People who have been through or witnessed a traumatic event may experience significant stress associated with the event. Traumatic events may include witnessing or involvement in a car accident, military action, terrorist attack, rape, or other act of violence. Most people get better on their own. But it often takes time. Sometimes professional help is needed.
People who feel unable to control their lives because of their responses to trauma may develop posttraumatic stress disorder (PTSD). Symptoms vary. For some people, symptoms appear soon after the event. For others, it may be days, weeks, or even months later. PTSD has been linked to other mental illnesses. It can be depression. Or it may lead to depression. People with PTSD may not know they are affected by it.
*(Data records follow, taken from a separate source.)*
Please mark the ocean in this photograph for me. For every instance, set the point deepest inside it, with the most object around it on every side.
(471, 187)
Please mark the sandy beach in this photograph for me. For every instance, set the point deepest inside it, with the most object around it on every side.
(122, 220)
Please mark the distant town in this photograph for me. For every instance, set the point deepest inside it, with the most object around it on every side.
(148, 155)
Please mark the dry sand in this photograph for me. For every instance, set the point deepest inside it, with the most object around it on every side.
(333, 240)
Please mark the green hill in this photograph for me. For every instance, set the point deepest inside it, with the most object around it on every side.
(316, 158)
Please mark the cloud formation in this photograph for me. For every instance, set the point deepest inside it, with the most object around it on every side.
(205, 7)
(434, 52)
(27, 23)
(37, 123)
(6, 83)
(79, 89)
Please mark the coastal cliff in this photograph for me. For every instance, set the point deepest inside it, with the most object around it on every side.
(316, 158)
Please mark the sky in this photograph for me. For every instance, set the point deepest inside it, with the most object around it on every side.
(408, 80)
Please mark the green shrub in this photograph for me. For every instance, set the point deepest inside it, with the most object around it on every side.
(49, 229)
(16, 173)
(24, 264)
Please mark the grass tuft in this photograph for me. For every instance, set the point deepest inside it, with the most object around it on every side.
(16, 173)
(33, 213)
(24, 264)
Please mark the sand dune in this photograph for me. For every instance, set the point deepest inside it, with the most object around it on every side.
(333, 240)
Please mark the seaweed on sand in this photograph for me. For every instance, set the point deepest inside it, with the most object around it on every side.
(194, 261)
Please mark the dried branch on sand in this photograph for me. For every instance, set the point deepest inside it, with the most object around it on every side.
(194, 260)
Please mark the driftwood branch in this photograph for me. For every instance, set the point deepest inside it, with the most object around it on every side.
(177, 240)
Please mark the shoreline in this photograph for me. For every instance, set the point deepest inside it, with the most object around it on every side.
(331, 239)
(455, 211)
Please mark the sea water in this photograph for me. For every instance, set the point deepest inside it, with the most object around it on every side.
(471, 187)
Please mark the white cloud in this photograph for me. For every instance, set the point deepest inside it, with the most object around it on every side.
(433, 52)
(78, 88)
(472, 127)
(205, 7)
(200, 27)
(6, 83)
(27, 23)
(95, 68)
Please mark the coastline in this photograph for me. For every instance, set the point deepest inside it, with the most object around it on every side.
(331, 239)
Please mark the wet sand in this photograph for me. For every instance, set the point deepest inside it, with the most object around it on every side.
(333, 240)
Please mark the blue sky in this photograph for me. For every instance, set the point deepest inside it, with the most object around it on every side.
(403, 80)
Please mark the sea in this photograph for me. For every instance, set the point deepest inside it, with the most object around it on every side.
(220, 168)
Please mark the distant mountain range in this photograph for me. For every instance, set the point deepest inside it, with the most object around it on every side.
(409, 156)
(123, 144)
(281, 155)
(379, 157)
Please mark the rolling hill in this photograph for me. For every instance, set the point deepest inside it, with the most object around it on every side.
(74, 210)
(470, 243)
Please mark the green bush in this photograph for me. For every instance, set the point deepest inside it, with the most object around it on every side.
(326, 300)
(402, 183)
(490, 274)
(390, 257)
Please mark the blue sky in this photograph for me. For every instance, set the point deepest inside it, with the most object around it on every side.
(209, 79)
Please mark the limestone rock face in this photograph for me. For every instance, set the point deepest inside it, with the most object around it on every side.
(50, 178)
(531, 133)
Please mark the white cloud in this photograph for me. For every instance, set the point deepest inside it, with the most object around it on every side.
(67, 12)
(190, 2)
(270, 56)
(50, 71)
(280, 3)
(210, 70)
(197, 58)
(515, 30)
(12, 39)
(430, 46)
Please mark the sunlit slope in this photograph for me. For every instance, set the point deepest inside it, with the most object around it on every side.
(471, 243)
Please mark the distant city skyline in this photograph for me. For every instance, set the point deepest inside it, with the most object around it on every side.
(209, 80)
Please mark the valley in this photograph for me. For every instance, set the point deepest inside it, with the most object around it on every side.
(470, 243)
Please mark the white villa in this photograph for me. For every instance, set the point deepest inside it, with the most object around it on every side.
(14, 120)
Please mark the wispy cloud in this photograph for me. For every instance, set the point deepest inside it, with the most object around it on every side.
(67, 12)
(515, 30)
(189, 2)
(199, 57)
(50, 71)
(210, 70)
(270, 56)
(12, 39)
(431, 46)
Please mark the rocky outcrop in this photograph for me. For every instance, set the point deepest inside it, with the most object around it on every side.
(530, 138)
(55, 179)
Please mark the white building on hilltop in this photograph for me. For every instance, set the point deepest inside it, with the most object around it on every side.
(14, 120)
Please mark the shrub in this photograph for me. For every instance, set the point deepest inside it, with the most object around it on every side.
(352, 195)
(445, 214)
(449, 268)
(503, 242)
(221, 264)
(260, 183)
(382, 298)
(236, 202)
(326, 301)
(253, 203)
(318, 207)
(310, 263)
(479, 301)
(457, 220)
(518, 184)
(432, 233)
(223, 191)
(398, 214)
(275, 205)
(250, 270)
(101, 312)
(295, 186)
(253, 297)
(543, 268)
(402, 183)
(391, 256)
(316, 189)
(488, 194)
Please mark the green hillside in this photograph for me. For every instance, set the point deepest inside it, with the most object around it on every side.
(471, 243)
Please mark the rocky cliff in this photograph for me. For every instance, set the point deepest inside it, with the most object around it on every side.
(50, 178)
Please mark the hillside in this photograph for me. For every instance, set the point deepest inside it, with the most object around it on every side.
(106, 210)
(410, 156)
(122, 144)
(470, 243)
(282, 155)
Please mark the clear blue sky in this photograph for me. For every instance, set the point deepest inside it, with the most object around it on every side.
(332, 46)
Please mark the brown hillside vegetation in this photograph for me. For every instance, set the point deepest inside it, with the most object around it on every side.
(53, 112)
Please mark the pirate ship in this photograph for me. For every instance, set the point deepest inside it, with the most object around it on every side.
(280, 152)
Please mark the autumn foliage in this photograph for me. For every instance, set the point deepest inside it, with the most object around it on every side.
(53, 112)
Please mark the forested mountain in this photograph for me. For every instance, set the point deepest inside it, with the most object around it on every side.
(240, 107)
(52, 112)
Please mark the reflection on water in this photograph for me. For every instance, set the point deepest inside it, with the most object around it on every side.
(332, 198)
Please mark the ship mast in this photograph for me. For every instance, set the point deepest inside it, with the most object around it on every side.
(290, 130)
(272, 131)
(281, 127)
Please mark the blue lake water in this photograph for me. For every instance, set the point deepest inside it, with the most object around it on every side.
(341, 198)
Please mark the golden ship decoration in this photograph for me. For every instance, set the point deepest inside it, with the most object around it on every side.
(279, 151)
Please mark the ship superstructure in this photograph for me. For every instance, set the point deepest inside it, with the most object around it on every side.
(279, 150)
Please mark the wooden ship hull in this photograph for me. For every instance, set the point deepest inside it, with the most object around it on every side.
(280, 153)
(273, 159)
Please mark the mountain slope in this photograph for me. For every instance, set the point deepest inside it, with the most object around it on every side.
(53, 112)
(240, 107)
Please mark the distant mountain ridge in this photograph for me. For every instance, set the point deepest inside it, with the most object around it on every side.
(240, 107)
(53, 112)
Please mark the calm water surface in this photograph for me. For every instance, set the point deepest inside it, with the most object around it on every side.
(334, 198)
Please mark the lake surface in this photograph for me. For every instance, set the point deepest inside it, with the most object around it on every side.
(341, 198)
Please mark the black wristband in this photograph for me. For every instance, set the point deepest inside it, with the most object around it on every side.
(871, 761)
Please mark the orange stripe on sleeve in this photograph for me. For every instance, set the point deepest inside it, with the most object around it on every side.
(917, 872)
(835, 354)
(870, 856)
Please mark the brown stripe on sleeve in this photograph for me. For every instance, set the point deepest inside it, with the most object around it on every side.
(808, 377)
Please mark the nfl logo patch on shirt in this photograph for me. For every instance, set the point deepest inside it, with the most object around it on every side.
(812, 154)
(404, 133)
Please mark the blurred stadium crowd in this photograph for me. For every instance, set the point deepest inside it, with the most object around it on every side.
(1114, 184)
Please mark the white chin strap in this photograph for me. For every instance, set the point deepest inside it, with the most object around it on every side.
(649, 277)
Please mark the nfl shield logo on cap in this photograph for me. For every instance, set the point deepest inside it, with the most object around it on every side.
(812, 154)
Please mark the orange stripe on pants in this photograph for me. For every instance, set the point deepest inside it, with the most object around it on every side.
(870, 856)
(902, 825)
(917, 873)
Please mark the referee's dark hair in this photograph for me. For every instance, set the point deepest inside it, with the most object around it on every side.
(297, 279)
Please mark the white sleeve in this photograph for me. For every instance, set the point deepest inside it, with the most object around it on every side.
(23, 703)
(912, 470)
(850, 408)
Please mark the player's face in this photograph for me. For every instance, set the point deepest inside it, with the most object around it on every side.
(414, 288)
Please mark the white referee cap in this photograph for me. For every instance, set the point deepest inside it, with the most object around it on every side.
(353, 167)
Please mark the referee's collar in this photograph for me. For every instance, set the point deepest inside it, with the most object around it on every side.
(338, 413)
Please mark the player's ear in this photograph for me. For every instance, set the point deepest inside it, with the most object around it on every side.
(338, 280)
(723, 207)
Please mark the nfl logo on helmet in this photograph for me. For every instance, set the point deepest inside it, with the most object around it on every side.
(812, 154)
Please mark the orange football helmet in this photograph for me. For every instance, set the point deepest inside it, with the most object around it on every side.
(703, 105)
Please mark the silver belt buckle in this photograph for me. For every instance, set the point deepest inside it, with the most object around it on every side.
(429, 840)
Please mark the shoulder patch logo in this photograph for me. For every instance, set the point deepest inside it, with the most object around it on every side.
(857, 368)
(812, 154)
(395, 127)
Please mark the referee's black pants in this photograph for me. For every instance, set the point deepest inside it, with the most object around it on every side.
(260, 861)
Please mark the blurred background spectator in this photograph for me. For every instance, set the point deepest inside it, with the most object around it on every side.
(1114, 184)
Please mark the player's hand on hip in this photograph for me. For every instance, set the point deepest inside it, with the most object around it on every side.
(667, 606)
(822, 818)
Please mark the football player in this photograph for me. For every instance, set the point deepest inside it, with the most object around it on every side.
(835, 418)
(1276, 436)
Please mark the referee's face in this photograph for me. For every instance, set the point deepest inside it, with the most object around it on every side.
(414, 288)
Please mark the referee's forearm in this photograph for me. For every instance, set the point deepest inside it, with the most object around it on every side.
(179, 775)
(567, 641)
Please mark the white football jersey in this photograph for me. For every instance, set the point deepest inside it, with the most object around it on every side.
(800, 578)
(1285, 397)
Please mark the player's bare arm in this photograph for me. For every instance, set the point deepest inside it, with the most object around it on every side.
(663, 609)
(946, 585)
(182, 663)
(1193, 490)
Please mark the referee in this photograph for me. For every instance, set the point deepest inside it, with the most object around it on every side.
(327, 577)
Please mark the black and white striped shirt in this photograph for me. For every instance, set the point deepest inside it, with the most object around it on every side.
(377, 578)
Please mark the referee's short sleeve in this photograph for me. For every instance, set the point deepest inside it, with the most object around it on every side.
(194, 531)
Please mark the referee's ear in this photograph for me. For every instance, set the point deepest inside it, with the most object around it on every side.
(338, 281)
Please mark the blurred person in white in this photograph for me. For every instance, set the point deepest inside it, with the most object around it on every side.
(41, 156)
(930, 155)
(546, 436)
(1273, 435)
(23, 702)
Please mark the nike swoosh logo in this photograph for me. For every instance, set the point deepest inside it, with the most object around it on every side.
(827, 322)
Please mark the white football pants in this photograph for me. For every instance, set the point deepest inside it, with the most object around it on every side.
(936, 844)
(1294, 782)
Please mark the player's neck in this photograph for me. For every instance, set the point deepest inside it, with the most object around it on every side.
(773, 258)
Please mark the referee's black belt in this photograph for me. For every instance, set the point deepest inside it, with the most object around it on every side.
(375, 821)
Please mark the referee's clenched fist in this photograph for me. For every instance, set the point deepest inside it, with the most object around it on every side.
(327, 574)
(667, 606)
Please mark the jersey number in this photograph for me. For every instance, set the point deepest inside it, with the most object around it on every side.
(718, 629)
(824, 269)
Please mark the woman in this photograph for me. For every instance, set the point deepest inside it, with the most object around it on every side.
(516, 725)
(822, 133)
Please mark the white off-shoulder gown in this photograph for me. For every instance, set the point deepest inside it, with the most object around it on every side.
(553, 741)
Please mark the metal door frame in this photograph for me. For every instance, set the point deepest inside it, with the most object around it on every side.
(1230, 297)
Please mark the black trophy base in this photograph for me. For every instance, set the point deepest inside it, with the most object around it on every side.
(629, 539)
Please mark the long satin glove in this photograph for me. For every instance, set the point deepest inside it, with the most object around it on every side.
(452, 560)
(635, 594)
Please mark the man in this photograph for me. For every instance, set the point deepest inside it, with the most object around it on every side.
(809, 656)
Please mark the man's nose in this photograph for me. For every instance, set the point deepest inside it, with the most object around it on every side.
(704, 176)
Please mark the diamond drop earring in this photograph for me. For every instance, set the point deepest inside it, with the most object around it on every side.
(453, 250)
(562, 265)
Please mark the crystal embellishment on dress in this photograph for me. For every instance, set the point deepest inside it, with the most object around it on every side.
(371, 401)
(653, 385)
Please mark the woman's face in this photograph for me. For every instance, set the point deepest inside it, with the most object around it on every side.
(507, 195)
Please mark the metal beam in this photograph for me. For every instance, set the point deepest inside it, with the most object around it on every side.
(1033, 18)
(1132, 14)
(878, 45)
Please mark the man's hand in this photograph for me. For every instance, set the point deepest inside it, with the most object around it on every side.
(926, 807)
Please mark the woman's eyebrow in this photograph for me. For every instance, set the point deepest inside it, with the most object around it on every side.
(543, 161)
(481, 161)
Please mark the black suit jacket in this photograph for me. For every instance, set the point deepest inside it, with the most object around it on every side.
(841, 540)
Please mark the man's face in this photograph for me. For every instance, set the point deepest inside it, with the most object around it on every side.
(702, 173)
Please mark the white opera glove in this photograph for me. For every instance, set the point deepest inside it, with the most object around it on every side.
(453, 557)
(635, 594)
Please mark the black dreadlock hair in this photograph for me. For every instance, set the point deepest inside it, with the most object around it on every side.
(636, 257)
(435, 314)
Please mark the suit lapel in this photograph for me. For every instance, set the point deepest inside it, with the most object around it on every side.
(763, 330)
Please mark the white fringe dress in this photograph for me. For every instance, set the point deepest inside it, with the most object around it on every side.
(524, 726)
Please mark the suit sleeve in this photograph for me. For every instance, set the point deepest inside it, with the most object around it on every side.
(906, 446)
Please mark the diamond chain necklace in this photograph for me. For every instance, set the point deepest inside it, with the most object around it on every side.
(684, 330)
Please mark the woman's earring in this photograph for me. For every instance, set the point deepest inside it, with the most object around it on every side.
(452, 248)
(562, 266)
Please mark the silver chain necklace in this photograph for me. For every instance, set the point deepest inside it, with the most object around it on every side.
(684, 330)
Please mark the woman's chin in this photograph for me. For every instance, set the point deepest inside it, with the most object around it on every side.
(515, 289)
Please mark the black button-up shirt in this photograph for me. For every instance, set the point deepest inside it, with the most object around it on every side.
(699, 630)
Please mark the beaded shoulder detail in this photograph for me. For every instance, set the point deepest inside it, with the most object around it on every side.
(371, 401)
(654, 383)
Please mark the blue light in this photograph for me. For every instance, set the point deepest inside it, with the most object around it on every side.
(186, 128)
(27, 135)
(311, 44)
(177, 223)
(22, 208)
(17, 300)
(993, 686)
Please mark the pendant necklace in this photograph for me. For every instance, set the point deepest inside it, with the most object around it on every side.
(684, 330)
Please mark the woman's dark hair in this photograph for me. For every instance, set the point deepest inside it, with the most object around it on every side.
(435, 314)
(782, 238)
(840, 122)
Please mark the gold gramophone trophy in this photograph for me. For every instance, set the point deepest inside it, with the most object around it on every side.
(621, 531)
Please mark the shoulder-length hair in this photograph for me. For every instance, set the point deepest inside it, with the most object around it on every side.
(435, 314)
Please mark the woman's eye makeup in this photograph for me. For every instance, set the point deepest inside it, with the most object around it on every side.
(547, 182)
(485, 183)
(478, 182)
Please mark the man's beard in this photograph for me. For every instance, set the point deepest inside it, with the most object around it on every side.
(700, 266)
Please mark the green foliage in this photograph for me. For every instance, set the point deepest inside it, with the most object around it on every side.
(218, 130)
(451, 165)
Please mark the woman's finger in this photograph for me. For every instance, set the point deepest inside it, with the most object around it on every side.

Treatment for post-traumatic stress disorder can help you regain control of your health. The main treatment is psychotherapy, but it can include medication. Combining these therapies can help improve your symptoms by:
- Teaching skills to deal with your symptoms
- Helping you think better of yourself, others, and the world
- Learning ways to deal with when symptoms appear again
- Treating other problems often associated with traumatic events, such as depression, anxiety, or alcohol or drug abuse
- You do not have to try to handle the burden of PTSD alone.
Find out what helps you to feel better and to add to your life
- Be patient: Be aware that this will be a difficult time in your life. Allow yourself to grieve over the loss you have experienced.
- Eat a healthy diet, exercise, and try to get enough sleep: When you are depressed, you are more open to illness. Eating nutritious food and getting enough sleep can help you stay healthy. Regular exercise can relieve stress and depression.
- Talk about it: Victims of a disaster also need to cope with their grief. This usually means repeating the same story over and over again for days, weeks, or even months. But depending on the event that caused your PTSD, it may be best to talk to a therapist about issues related to the event itself. Counselors are more likely to understand trauma and its consequences than friends or family. And they are not even better prepared to help you identify the triggers and effective coping strategies.
- Spend time with others: Attend a place of worship, a book club, a gym class, or other gatherings as often as possible.
- Try ways to relax: These can include full-body relaxation or breathing exercises, meditation, stretching, yoga, listening to quiet music, and spending time in natural settings.
- Stay away from actions to deal with negative situations: These include drug or alcohol abuse, overwork, violence, and threats. This may seem helpful in providing immediate relief. But they make the illness worse and make recovery worse.
- Involve: Volunteer to help out with charities of your choice. Helping others can give you a sense of purpose.
- Connect with friends and family: It is easy to feel alone when you have experienced trauma and do not feel well. And it can be especially hard when your friends and family are experiencing the same trauma and you feel like you don’t want to add to their burden. But isolation can make you feel worse. Talking to your friends and family can help you get the support you need. Studies show that having meaningful social and family relationships can have a positive effect on your health and your well-being.
- Join a support team: Being in a group with other people with PTSD can help reduce isolation. It can also help rebuild your trust in others.
Self-care. Recovery from PTSD is an ongoing process that takes time. You will usually need the help of others to get through it. But there are healthy steps you can take on your own to help you recover and stay healthy.